Tiki Time: Hidden Harbor to Open in January

The owners of the Independent Brewing Company in Squirrel Hill plan to open the city's first craft tiki lounge next door to their popular beer bar.

images courtesy of Peter Kurzweg and adam henry


An underground tiki movement started simmering in Pittsburgh a few years ago with clandestine, boozy cocktail gatherings in the third-floor lounge of Joseph Tambellini Restaurant in Highland Park and in the downstairs “Gold Room” at Tender Bar + Kitchen in Lawrenceville. There were just a few of us at the initial meeting, but as time went on the crowd grew to include many of Pittsburgh's prominent bartenders and cocktail enthusiasts.

There now are weekly tiki nights at several bars, most of the city’s better cocktail spots have at least one tiki or tiki-influenced drink on the menu and there’s a vibrant Facebook group dedicated to all things tiki both in Pittsburgh and beyond. Despite all of this enthusiasm, there is not yet a destination craft tiki bar in the city (sorry, Tiki Lounge).

That’s about to change.

Hidden Harbor will open in January in Squirrel Hill. It’s a new project from brothers Peter & Matthew Kurzweg and Adam Henry, who together own The Independent Brewing Company. “We all recognized the appeal of tiki. You can blow it out with lavish garnished and wear silly things, but you can also make excellent cocktails while doing that,” says Henry, the tiki guru of the ownership group.

Tiki culture started in the 1930s in Los Angeles with Ernest “Don the Beachcomber” Gantt and grew in popularity after WWII at such bars as Trader Vic’s in Oakland, Calif., a city that’s also at the epicenter of the modern tiki renaissance. Tiki remained popular throughout the 1960s and then spiraled into near-oblivion in the '70s and '80s, with only a few bars such as the legendary Tiki Ti in Los Angeles carrying on the tradition. There was a small resurgence in the '90s, but the drinks were mostly low-quality, lazy imitations of the originals. Finally, in the mid-to-late ‘aughts, craft tiki cocktail culture began to rise again.

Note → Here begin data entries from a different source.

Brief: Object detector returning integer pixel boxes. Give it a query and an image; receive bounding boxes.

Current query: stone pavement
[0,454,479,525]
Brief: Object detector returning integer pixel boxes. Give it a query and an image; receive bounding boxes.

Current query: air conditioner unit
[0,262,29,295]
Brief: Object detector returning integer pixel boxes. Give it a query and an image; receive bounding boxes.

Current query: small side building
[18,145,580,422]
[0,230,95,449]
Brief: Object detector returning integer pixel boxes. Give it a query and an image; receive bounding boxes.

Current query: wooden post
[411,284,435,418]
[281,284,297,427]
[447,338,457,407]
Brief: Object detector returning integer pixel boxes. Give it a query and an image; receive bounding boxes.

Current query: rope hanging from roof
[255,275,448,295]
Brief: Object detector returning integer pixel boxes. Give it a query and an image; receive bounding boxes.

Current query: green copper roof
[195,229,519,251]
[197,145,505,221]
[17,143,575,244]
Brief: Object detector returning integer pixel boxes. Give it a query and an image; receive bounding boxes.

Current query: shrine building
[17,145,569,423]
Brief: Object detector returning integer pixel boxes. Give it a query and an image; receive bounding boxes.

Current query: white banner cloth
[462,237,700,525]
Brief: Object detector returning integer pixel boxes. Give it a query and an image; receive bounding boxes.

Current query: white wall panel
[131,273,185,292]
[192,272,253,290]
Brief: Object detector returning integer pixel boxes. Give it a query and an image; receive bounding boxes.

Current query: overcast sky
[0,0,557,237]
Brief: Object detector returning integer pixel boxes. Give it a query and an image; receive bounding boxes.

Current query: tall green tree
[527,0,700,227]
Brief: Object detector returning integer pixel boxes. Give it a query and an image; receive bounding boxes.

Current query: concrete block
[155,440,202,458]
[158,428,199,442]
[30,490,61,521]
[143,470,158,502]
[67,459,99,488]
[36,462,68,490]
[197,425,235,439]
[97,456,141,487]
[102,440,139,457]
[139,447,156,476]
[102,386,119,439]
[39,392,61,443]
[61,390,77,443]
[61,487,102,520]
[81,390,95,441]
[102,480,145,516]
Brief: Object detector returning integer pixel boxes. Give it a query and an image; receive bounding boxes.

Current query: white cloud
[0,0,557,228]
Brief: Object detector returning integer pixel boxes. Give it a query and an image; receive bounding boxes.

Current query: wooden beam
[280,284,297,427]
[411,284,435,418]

Tiki cocktails typically are rum-forward, made with fresh juices (citrus, pineapple and coconut are favorites) and enhanced with less-familiar ingredients such as orgeat (almond) syrup and falernum. They’re often served with outlandish garnishes, sometimes set aflame and are very potent. When made correctly, they’re also downright delicious. Classic tiki cocktails include the Mai Tai, the Zombie and the Scorpion Bowl.

“It’s the most labor-, space- and material-intensive way to make cocktails,” says Henry.

Henry is Hidden Harbor’s cocktail director, and he says he’ll occasionally step behind the bar, too. Max Stein, who has been crafting tiki cocktail at the Independent for the past few months and previously tended bar at Acacia, Butcher & the Rye and Meat & Potatoes, will head the bar team, which will also include Greta “The Grass Skirt Goddess” Dunn (Meat & Potatoes) and Wes “We’re Going to Find Him a Great Tiki Nickname” Shonk (Wigle Whiskey).

Hidden Harbor will be divided into two rooms. According to Peter Kurzweg, the front room is expected to be clean, nautical and “technology-forward.” The back lounge will be a more primitive, darker, jungle concept. They’re also importing a 7-foot tall, 1,000-pound, custom-made tiki statue crafted in Long Beach, Calif. by "Crazy Al" Evans.

Henry says guests will be able to choose from the canon of tiki classics, but the bar also will have a menu of modern tiki cocktails that veer from the traditional, including drinks with "a small amount of science" and some that begin with base spirits other than rum.

“I have to think that if Don the Beachcomber were alive today he’d be availing himself of the universe of spirits that we have available. We all love the long tradition of tiki but it shouldn’t be preserved in amber. It’s ripe for a gentle nudging forward,” he says.

I’d like to gently nudge all of you who are hanging on to the dark-days-of-tiki stereotypes to visit Hidden Harbor when it opens; the team working to create the space is top-notch, and this likely will be one of the most entertaining bars in the city when it opens.